Use Case: Fraud Detection for Credit Card Payments
We use a test data set of credit card payments from Kaggle as foundation to train an unsupervised autoencoder to detect anomalies and potential fraud in payments.
Focus of this project is not just model training, but the whole Machine Learning infrastructure including data ingestion, data preprocessing, model training, model deployment and monitoring. All of this needs to be scalable, reliable and performant.
Leveraging Python + KSQL + Keras / TensorFlow from a Jupyter Notebook
The notebook walks you through the following steps:
- Integrate with events from a Kafka stream,
- Preprocess data with KSQL (transformations, aggregations, filtering, etc.)
- Prepare data for model training with Python libraries, i.e. preprocess data with Numpy, Pandas and scikit-learn
- Train an analytic model with Keras and TensorFlow using Python API
- Predict data using the analytic model with Keras and TensorFlow using Python API
- Deploy the analytic model to a scalable Kafka environment leveraging Kafka Streams or KSQL (not part of the Jupyter notebook, but links to demos are shared)
Here is a screenshot of the Jupyter notebook where use the ksql-python API to
- Connect to KSQL server
- Create first KSQL STREAM based on Kafka topic
- Do first SELECT query
Check out the complete Jupyter Notebook to see how to combine Kafka, KSQL, Numpy, Pandas, TensorFlow and Keras to integrate and preprocess data and then train your analytic model.
Why should a Data Scientist use Kafka and KSQL at all?
Yes, you can also use Pandas, scikit-learn, TensorFlow transform, and other Python libraries in your Jupyter notebook. Please do so where it makes sense! This is not an “either … or” question.
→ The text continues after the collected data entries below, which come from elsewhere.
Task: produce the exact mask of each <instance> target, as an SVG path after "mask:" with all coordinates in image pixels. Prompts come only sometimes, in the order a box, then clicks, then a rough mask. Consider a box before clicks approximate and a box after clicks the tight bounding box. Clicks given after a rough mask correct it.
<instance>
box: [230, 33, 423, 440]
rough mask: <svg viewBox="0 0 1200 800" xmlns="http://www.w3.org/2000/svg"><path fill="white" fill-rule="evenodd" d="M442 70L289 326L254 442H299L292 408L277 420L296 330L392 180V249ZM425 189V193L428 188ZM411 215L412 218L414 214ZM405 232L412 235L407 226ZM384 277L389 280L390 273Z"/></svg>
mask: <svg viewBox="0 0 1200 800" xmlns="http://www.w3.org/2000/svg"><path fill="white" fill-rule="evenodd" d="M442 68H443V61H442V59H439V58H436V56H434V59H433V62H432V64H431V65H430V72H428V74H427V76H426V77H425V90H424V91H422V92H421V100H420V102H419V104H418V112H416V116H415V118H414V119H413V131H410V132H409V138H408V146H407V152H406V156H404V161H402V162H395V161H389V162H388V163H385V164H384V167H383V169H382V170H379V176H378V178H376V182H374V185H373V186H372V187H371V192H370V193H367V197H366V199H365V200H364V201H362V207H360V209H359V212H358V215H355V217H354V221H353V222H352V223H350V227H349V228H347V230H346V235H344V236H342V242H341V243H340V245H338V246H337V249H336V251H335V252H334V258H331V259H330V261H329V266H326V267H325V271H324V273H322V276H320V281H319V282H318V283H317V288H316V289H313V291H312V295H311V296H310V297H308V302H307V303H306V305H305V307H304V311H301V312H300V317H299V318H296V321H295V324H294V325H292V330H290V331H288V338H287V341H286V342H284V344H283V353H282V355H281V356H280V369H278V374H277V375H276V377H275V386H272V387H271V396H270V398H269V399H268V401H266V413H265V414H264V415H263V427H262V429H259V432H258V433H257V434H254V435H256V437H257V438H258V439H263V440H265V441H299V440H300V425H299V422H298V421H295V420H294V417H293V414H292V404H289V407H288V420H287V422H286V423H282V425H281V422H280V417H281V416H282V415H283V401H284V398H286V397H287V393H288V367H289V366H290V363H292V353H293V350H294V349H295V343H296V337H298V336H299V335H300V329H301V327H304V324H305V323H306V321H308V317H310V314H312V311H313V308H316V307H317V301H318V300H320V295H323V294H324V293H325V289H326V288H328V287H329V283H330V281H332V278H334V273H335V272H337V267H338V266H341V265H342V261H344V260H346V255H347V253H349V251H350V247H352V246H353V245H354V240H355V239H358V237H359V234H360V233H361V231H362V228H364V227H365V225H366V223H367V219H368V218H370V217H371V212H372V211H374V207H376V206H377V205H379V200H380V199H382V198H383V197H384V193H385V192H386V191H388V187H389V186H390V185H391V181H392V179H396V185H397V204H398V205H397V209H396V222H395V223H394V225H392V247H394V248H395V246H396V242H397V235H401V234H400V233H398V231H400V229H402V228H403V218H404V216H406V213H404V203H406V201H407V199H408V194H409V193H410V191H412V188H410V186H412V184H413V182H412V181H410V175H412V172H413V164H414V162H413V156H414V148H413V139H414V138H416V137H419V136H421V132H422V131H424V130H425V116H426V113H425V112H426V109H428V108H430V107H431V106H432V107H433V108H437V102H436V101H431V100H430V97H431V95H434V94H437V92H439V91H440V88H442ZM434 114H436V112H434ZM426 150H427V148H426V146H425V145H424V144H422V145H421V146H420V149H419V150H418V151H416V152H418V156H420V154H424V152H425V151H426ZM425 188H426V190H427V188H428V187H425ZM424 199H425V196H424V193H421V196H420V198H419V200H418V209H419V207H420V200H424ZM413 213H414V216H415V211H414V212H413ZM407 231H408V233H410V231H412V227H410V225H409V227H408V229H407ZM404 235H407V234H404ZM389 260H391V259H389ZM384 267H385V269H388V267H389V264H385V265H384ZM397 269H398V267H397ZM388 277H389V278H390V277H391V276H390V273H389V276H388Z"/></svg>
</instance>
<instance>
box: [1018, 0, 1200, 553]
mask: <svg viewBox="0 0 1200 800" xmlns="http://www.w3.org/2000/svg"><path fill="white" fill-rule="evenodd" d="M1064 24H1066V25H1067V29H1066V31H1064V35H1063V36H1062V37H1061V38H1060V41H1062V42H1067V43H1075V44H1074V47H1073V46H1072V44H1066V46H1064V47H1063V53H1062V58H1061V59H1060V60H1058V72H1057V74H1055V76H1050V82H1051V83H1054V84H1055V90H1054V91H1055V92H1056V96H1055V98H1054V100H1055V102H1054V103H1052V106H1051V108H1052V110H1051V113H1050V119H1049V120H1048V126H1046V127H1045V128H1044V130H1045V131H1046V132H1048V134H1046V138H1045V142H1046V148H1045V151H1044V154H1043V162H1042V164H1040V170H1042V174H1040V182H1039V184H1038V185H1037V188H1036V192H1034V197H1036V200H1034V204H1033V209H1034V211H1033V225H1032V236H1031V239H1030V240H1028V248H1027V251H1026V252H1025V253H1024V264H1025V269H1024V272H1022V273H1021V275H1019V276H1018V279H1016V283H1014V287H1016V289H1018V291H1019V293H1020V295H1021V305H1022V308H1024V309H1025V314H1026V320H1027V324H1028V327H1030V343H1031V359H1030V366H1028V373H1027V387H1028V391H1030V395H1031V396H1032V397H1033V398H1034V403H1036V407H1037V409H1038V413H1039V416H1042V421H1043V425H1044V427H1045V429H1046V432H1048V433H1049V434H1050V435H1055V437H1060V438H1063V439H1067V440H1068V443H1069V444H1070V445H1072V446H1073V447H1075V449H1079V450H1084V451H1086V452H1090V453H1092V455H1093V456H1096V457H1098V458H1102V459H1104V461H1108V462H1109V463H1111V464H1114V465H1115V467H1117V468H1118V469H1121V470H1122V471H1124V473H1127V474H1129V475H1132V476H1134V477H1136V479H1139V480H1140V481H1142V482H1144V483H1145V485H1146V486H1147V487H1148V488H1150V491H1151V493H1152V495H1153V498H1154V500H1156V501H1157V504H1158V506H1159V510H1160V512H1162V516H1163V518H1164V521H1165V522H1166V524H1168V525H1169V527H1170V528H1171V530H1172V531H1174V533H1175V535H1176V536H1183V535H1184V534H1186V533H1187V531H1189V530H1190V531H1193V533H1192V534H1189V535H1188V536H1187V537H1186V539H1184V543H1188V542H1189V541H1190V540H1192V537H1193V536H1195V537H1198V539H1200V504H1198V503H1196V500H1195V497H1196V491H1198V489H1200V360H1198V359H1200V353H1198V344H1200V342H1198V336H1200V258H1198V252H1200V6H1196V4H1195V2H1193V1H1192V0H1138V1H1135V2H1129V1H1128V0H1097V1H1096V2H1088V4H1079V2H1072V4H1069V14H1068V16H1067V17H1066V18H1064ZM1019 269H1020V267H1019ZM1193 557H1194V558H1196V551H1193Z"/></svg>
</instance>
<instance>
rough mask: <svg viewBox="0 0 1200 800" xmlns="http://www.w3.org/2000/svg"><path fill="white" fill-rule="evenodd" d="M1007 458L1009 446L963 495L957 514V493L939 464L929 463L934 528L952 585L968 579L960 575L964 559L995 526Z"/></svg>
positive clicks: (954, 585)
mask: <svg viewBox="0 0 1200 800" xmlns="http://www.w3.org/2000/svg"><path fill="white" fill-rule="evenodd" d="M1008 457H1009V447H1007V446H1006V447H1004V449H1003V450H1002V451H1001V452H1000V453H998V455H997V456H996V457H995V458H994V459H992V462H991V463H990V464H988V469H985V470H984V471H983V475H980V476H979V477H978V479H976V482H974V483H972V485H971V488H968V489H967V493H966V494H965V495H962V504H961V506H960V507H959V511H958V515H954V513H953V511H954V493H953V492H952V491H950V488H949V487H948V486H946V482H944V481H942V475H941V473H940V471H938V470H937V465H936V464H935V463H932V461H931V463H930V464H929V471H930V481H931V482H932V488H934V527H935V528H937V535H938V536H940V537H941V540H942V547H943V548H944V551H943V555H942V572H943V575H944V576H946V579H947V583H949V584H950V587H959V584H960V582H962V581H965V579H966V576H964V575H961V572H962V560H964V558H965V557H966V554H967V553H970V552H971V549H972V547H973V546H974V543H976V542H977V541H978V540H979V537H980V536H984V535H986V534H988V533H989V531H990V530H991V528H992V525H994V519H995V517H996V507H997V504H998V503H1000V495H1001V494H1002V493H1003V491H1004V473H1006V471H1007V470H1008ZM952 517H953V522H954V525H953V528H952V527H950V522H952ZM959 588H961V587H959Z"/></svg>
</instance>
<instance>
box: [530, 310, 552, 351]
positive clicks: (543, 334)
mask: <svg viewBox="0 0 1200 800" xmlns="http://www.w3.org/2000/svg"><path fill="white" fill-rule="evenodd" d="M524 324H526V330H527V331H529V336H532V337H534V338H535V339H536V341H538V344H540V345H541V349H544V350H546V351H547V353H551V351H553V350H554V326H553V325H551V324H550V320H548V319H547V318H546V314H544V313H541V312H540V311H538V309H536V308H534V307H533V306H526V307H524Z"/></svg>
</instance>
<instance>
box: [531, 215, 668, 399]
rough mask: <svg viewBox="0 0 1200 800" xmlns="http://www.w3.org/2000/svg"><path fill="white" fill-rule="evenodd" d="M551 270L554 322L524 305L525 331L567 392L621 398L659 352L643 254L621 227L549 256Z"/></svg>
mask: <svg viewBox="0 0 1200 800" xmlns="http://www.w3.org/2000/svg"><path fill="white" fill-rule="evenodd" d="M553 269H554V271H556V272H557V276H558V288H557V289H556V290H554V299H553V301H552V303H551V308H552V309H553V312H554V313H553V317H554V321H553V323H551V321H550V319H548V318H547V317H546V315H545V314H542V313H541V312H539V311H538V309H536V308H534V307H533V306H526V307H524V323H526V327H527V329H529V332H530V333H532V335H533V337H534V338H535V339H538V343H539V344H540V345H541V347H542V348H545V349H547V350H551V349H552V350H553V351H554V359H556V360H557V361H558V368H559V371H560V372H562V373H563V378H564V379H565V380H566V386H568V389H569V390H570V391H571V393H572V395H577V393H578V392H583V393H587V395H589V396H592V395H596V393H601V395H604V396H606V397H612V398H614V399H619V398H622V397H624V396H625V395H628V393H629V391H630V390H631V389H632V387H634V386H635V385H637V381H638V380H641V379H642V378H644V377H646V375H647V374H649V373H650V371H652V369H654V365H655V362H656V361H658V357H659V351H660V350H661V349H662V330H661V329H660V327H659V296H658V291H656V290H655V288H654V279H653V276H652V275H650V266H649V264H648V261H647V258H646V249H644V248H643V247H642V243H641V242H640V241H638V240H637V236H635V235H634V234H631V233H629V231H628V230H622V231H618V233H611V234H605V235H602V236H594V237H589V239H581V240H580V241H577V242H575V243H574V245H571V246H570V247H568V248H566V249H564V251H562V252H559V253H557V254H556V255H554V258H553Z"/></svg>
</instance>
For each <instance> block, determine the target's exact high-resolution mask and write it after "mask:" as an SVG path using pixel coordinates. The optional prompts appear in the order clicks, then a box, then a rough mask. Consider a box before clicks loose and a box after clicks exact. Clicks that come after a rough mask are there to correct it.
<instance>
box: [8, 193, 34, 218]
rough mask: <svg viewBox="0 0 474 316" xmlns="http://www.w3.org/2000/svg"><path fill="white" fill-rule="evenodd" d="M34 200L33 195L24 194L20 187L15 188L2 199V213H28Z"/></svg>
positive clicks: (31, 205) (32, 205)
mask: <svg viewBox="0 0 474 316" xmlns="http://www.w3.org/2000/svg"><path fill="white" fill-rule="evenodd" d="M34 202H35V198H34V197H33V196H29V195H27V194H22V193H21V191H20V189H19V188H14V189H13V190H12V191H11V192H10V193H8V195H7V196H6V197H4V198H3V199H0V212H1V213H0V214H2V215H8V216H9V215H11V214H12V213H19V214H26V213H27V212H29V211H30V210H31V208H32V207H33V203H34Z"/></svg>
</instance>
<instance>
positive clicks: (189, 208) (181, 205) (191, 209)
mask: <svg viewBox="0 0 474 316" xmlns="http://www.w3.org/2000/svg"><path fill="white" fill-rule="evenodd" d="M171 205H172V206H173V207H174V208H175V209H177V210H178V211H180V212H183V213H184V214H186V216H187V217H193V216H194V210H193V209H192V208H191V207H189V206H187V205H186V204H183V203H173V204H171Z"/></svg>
Pick the right tool for the right problem.
The key point is that the Kafka integration and KSQL statements allow you to
- Use the existing environment of the data scientist which he loves (including Python and Jupyter) and combine it with Kafka and KSQL to integrate and continuously process real time streaming data by using a simple Python Wrapper API to execute KSQL queries.
- Easily connect to streaming data instead of just historical batches of data (maybe from last day, week or month, e.g. coming in via CSV files).
- Merge different concepts like streaming event-based sensor data coming from Kafka with Python programming concepts like Generators or Dictionaries which you can use for your Python data tools or ML frameworks like Numpy, Pandas or scikit-learn
- Reuse the same logic for integration, preprocessing and monitoring and move it from your Jupyter notebook to large scale test and production systems.
Check out the complete Jupyter notebook to see a full example which combines Python, Kafka, KSQL, Numpy, Pandas, TensorFlow and Keras. In my opinion, this is a great combination and valuable for both, data scientist and software engineers.
I would like to get your feedback. Do you see any value in this? Or does it not make any sense in your scenarios and use cases?